Niamh Horan: Is it time for our city planners to stop blocking modern high-rise buildings?
While 2017 was a record year for constructing tall buildings abroad, Dublin remains a flatland, writes Niamh Horan
Why are Irish planners scared to move into the 21st Century? After two years at the drawing board, more than 60 different designs submitted to Dublin City Corporation (DCC) and a robust oral hearing in which An Bord Pleanala's own inspector returned with a glowing report, Ireland's tallest building was turned down last week.
Called in to assess the scheme, inspector Gillian Kane instead described Tara Street Tower, proposed by Johnny Ronan, as "beautifully executed" and said the scheme would have been a valuable addition to the city's architecture. But the appeals board ignored the recommendation and voted against her by four members to three.
The response was sheer frustration and bewilderment. And not just from those involved in the project.
Des McMahon, recipient of the lifetime achievement award for architecture and the man who designed Croke Park, is one industry expert scratching his head.
The morning after the decision, he takes a seat in a docklands coffee shop and explains how the DCC even provided a visual diagram of a 22-storey, 88m structure, and then shot down their own suggestion. Their main reason was "visual impact".
"That's the thing," laughs McMahon, "Of course you are going to see it. It's a tall building, it's meant to be seen".
After 50 years in the business, McMahon has an interesting theory that the narrative of Dublin city is written in the skyline: "Our values, history, energy, economics and culture are all expressed there. If you follow the course of the Liffey, you can see the 18th Century Georgian buildings begin near the Phoenix Park, then passing by the Dublin Civic offices, you can see the medieval quarters with its modest, domestic buildings, and from there you continue up along the river, past the important buildings of law and commerce before the river cranks and widens at the railway loopline bridge, which comes crashing through overhead. That's where the next economic phase begins, signalling the modern-day stand-alone buildings of the docklands. Tara Street would have been the perfect punctuation mark for that modern phase to begin.
"That is my theory, but on the ground Johnny Ronan and Henry J Lyons Architects logically responded to the situation as spelled out by the Planning Authority. Their plan was grounded in detailed plans and painstakingly mapped out."
Chief architect of the project Paul O'Brien says he and his team went above and beyond the DCC's requirements. Most notably, they conducted even more 'visual impact' tests than were requested by the council. Both on the static perspective - what a person would see standing head on - and on the 'kinetic' experience how someone would experience the landmark as they travelled around the city, while the building weaved in and out of sight. O'Brien adds: "What's more, the building DCC gave us as a guide was even larger than ours. If you mapped both out, our building could fit inside theirs," he laughs, but it barely veils his disappointment.

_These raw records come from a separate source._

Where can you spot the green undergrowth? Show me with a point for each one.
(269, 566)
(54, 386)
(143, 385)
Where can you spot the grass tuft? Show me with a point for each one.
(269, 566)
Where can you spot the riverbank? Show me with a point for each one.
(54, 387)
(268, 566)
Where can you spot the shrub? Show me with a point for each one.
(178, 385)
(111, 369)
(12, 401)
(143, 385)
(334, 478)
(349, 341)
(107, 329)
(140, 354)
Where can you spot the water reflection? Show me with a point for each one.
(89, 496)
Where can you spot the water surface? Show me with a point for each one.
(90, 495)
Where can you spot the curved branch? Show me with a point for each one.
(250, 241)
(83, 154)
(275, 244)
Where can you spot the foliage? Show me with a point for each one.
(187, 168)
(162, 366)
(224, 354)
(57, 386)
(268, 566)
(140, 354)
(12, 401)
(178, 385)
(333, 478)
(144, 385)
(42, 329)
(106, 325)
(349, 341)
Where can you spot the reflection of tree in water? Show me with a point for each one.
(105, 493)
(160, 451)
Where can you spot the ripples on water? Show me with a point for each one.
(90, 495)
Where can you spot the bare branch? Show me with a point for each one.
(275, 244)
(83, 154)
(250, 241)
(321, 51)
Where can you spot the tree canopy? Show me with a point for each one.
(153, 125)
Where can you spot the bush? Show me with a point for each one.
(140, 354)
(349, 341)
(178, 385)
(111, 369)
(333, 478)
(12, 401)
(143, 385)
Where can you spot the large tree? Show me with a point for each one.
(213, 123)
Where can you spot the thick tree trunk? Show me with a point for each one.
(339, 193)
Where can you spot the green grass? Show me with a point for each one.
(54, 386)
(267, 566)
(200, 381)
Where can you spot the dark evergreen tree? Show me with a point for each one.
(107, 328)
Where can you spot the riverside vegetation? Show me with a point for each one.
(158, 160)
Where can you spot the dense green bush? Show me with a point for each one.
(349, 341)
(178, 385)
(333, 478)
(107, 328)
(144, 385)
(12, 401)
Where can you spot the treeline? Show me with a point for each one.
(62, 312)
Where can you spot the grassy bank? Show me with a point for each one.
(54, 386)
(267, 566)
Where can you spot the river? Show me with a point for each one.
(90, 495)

In her report, inspector Gillian Kane concluded that the tower "would integrate satisfactorily with the surrounding existing development and with the established character of the sensitive historic city centre". On the design, she stated it would "be beautiful". Speaking about its height, she said: "It will be a 'landmark' in the Collins Dictionary definition of the word in that it will be a building that is easily noticed and one that can be used to judge one's position."
And on the skyline impact, she concluded the height was acceptable, adding: "There is a clear policy framework, one which I find reasonable and appropriate - for an 88m building at this location." She added that an impact on the city skyline was "inevitable".

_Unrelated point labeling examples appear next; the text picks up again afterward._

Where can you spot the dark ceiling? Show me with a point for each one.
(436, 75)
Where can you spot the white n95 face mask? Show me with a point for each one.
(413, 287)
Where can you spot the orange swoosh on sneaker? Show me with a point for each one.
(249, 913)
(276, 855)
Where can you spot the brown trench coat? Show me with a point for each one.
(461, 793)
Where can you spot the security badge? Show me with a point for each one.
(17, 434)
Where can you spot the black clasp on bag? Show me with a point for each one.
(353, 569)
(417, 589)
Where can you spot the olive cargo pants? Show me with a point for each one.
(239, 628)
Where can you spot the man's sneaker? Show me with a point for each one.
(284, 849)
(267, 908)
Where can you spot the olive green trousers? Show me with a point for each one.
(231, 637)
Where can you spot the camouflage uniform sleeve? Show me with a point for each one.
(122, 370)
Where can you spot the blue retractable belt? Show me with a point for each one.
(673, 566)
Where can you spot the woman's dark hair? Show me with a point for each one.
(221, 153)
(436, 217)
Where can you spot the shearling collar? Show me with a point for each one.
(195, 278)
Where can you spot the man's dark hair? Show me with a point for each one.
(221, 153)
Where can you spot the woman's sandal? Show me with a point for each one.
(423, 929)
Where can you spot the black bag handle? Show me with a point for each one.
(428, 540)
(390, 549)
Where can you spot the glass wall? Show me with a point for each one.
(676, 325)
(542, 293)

With its position near open space, and beside a main transport hub (a practice employed in major cities around the world) she also stated that the site was "a strategic location, adjoining a busy public transport node, at a key entrance point to the Docklands".
Back in the Docklands, Mr McMahon points out the window to the Alto Vetro, saying: "Do you find that intrusive? People forget it's even there."
McMahon says he can understand the need to take precaution with planning but mused that the board must ensure it doesn't become "too much of a nervous nelly".
And that's the crux - 2017 was a record-breaking year for high buildings abroad. Tara's 22-storey plan didn't even touch the definition of 'skyscraper' - generally greater than 40 or 50 storeys. Meanwhile, the Ronan Group must go back to the drawing board, while Dublin remains a flat land.
If there is any consolation for the developer, perhaps, it's that faced with opposition from city planners, the nearby Dublin Convention Centre took 10 years to build. It's now one of Dublin's most photographed landmarks.